Reaction 1: This is news?
Reaction 2: This doesn’t speak well for an industry that purports to know how to make your brand look great.
Reaction 3: It’s the industry’s own darned fault.
More on Reaction 3. The advertising industry hypes itself stupidly. Think about claims agencies often make when pitching clients. There’s the ever popular “If it’s truly creative, it will sell.” There’s “We influence people so they buy without really knowing why.” There’s “We know how to own a piece of the buyer’s mind.” And so forth.

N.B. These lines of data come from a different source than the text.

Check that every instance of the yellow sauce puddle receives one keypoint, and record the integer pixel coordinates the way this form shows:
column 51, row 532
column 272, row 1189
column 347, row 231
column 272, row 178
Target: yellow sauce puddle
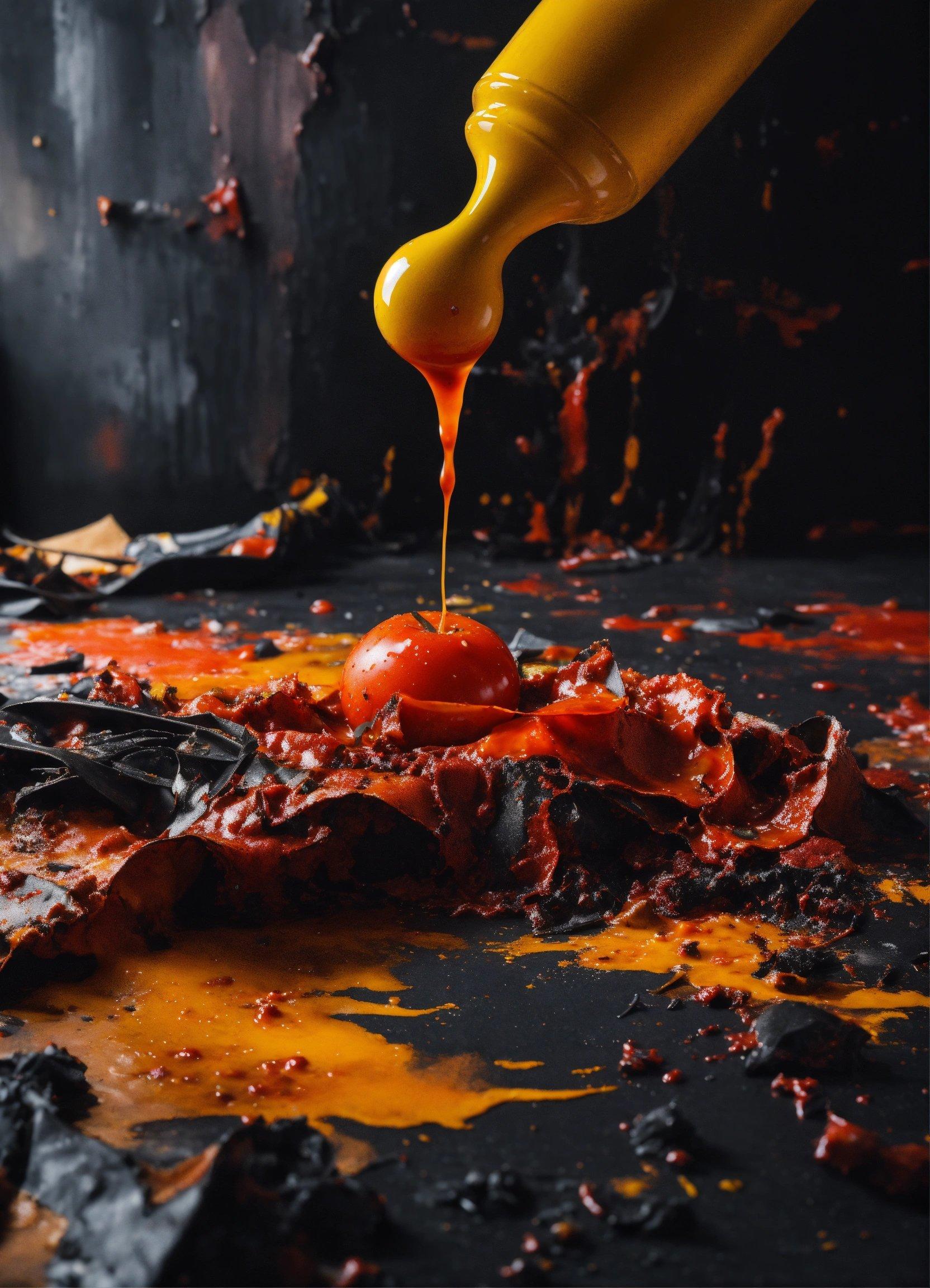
column 320, row 667
column 244, row 1022
column 725, row 955
column 192, row 661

If you make such claims, think about what you’re telling the public. You’re telling them that you control their minds! Never mind for now that the claim is sheer poppycock. When you make it, people believe you.
Add to that the fact that the industry glibly defends deceptive practices such as puffery, the permissible lie, caveat emptor and disclosures. In other words, lying is OK as long as it doesn’t cross some theoretical line. A theoretical line, incidentally, which you can place wherever it conveniences you.
You wonder why people don’t trust us?
Come clean. Admit that marketing is no more nor less than discovering demand and delivering the supply that satisfies it. Quit claiming or even implying that you have powers of mind control. Quit resorting to and defending deceptive practices. Then maybe people will trust us all a bit more.